Menurut Didik Sugiyanto, DIM yang disampaikan ini berasal dari masukan para pegiat hak difabel semua ragam difabilitas dari seluruh kabupaten/kota di Jawa Tengah. Pihaknya berharap, Perda baru nanti bukan hanya mencakup penanganan masalah tetapi juga aspek pencegahan terjadinya difabilitas seperti pencemaran lingkungan, kecelakaan kerja, kecelakaan lalu lintas, stunting atau gizi buruk, pemyakit degenerative dan sebagainya.
“Jadi DIM itu merupakan masukan-masukan dari semua ragam disabilitas yang ada di Jawa Tengah,” ujar Didik Sugiyanto, Kamis (4/3/2021).
Sementara Edy Satya dari Pertuni Jawa Tengah menyampaikan bahwa cara pandang penyelenggara pelayanan publik dan pemerintahan selama ini masih terkesan belas kasihan. Ke depan, pihaknya berharap Perda yang baru ini akan bisa mengubah cara pandang tersebut menjadi human right dan sosial model. Cara pandang ini sangat mendasar karena menciptakan atmosfir yang bisa dirasakan oleh kalangan difabel.
Pada kesempatan yang sama, Laili Nurilahi dari PPDI Kota Semarang menyampaikan pentingnya ada afirmasi dan akomodasi yang layak dalam bidang perekrutan dan penempatan tenaga kerja difabel di sektor formal.
Misalnya tingkat pendidikan dari minimal SMA menjadi SMP, dari usia dari maksimal 35 tahun menjadi 40 tahun, dan juga dari proses assessment harus sudah sesuai dengan kebutuhan khusus dari calon tenaga kerja; misalnya kalau calon tenaga kerja tersebut tuli, maka dibutuhkan seorang penterjemah isyarat.

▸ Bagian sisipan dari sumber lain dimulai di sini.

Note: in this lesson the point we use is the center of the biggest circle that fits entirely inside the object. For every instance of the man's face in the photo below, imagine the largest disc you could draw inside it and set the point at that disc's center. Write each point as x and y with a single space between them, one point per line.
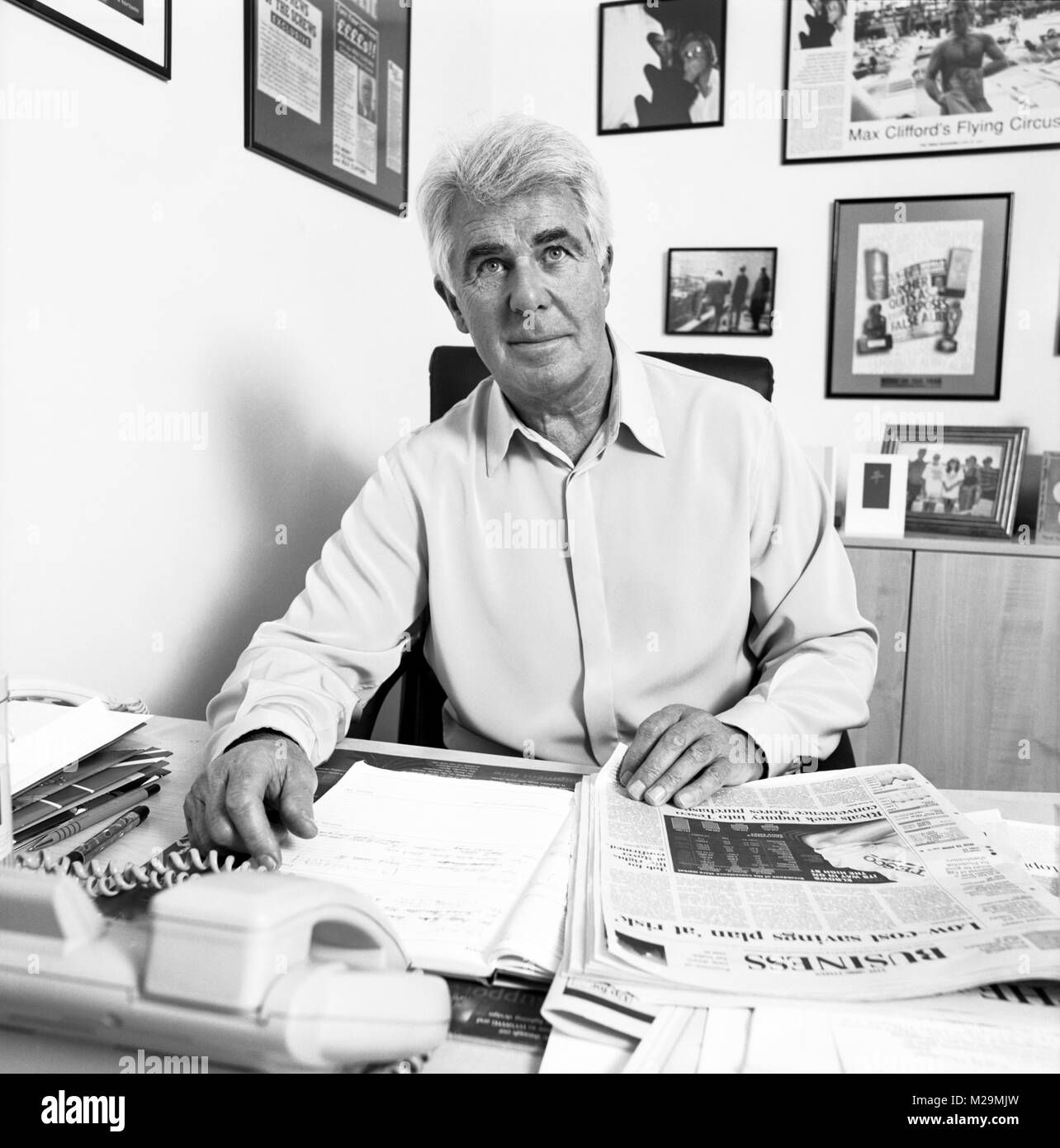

“Memang ada tantangannya, yakni masih terbatasnya jumlah penterjemah isyarat yang masih terbatas. Namun dengan adanya Perda ini, kami berharap bisa memberikan dukungan agar lebih banyak tersedia penterjemah isyarat nantinya,” ujar Laili Nurilahi.
Sementara itu Sunarman Sukamto dari PPRBM Solo, menyampaikan bahwa pelaksanaan pemenuhan hak difabel membutuhkan sebuah payung hukum yang kuat, komprehensif dan implementatif. DIM yang disampaikan, merupakan kumpulan berbagai masukan situasi dan kondisi faktual dan aktual yang dihadapi oleh para difabel sehari-hari dari seluruh kabupaten dan kota se Jawa Tengah.
“Inisiatif untuk mengumpulkan berbagai masukan tersebut adalah wujud adanya rasa memiliki dan niat memberikan kontribusi agar Perda baru Jawa Tengah benar-benar menjadi payung hukum yang mampu melindungi dan memenuhi hak-hak difabel di semua bidang, khususnya bidang pemenuhan hak dasar, misalnya kesehatan, pendidikan, sosial, ekonomi, aksesibilitas, dan perlindungan hukum,” tegas Sunarman Sukanto, dalam kesempatan yang sama.